Accenture, Deloitte, and IBM Licking Their Chops on Immigration Reform

On June 27, 2013 the US based consulting firms Accenture, Deloitte, and IBM’s profit forecasts were nudged, while the forecasts for off-shore firms like Infosys and Wipro took a major hit. This was the day that the Senate passed the Border Security, Economic Opportunity, and Immigration Modernization Act of 2013 (a whopping 1200 pages).   If passed by the House of Representatives and signed by the President, this bill would wreak havoc on the India based outsourcing firms, create enormous opportunities for US based firms, and likely result in higher cost for outsourcing for US based customers.

The form of the bill that passed senate would have a dramatic impact on H-1B visa holders.   In the consulting world, H1-B visa holders are the employees of firms that are located in the US.    For Accenture, Deloitte, and IBM, customers might see a different rate card for these “off-shore / on-shore” resources.   For companies like Wipro and Infosys, these tend to be the core of the employee base in the US.

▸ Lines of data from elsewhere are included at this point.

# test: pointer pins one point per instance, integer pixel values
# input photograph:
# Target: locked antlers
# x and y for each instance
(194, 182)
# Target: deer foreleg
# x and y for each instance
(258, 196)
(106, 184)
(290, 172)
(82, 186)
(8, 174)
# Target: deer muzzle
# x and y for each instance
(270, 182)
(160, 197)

It is important to understand 5 crucial points in the H1-B visa bill:

1.     The annual cap of H1-B visas would triple from 65,000 to a maximum of 180,000.  While on the surface this would appear to be a good thing for companies like Wipro and Infosys, it will be the other 4 points that will flip this from a positive to a negative.

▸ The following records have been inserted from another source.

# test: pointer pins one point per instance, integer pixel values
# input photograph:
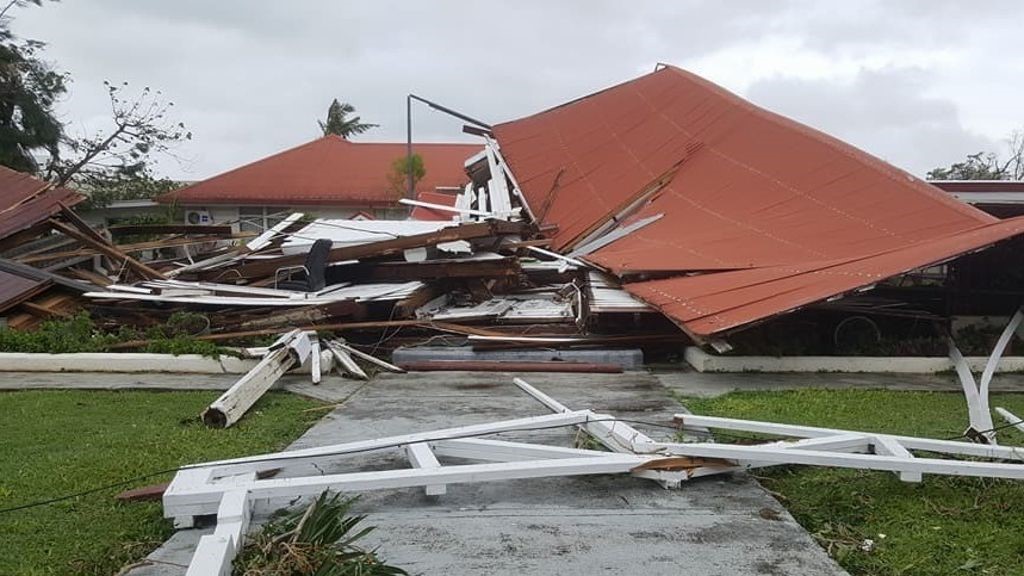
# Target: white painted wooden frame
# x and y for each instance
(976, 392)
(203, 489)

2.     The bill would prohibit companies that have more than 15% of their US employees on H1-B visas from placing these associates at other locations other than their own offices.  When you combine this with point 1, it does not make sense to bring over more associates if you cannot place them at customer sites.    For Accenture, it means that they can grow the off-shore / on-shore operations given the large current US base of employees.

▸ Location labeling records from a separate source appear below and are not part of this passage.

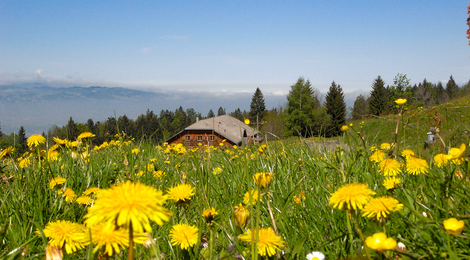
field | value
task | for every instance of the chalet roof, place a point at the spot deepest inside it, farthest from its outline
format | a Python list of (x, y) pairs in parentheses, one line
[(228, 127)]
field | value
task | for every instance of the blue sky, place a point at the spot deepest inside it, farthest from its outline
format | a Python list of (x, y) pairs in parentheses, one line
[(232, 45)]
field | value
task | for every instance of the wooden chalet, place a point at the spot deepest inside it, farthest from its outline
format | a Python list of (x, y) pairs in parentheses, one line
[(212, 131)]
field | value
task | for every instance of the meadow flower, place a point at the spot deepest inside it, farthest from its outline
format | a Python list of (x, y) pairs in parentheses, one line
[(400, 101), (354, 195), (380, 207), (316, 255), (390, 167), (129, 202), (184, 235), (181, 192), (390, 182), (105, 236), (209, 214), (415, 165), (385, 146), (251, 197), (35, 141), (54, 252), (455, 153), (92, 190), (64, 233), (241, 215), (379, 242), (85, 135), (84, 200), (56, 181), (268, 242), (454, 226), (440, 160), (407, 153), (263, 179), (7, 151), (378, 156), (68, 194)]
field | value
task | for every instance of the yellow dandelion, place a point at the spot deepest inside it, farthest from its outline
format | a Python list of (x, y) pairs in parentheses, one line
[(385, 146), (92, 190), (378, 156), (454, 226), (105, 236), (407, 153), (158, 174), (379, 242), (209, 214), (400, 101), (440, 160), (415, 166), (66, 234), (84, 200), (35, 141), (263, 179), (390, 167), (251, 197), (56, 181), (380, 207), (85, 135), (354, 195), (268, 242), (390, 182), (181, 192), (129, 202), (455, 153), (184, 235), (241, 215)]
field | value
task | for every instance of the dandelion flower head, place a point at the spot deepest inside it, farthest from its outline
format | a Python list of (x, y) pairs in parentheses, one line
[(454, 226), (65, 233), (354, 195), (184, 235), (181, 192), (378, 156), (263, 179), (415, 165), (380, 207), (129, 202), (35, 141), (390, 182), (268, 241), (379, 242), (390, 167)]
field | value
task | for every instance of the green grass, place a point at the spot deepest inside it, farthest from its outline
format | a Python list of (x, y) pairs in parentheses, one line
[(27, 203)]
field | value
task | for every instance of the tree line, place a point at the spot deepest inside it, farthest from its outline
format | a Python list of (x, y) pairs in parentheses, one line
[(305, 113)]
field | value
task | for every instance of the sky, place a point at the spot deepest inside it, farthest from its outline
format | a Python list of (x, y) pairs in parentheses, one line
[(232, 46)]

3.     Caps will be put in place as to the number of employees a company can have in the US on H-1B visas.  In 2015 the cap would be 75% and decrease to 50% in 2017.  This will put the pressure on Off-shore firms to hire more US citizens driving increased competition for jobs and hence higher wage rates.   For customers of these firms, this means higher prices.

4.     Higher wage requirements for H1-B workers.  Companies would be required to pay workers 100% of the average prevailing wages as determined by the Department of Labor.  It is estimated that this would raise the average prevailing cost of a worker by 5-15%.   Once again, this means a slash in profits for Wipro and Infosys, or they must pass these increases on to customers.

5.       Application fees would be increased for employers with H1-B and L-1 visa holders in excess of 30% of their workforce.    Average rates for application will more than double for some companies to an average of $5000 per application.  These cost increases will need to be absorbed or passed on to customers.

Summing it all up, while this bill is great for US citizens in the IT industry, it will significantly reduce the competitiveness of the India based consulting firms and increase the pricing power of companies like Accenture, IBM and Deloitte.

This bill will have some serious lobbying against it as it is brought for vote in the House.  But with the growing consensus regarding immigration reform, this is something that CIOs need to keep a close eye on as it relates to cost control.   Customers of all outsource firms should consider:

  • Compromising on short term rate increases in favor of longer term rate locks with all system integrator consulting firms.
  • Improving the overall skill sets of their own associates to utilize collaborative technologies that will increase the enablement of truly off-shore workforce.
  • Consider the possibility of real estate arrangements with Indian based outsourcers that would allow them to lease property in the customer’s location and possibly exploit a potential loop hole in point 2 from above.

The one thing that is for certain, if this bill passes, the cost pressures on CIOs will increase.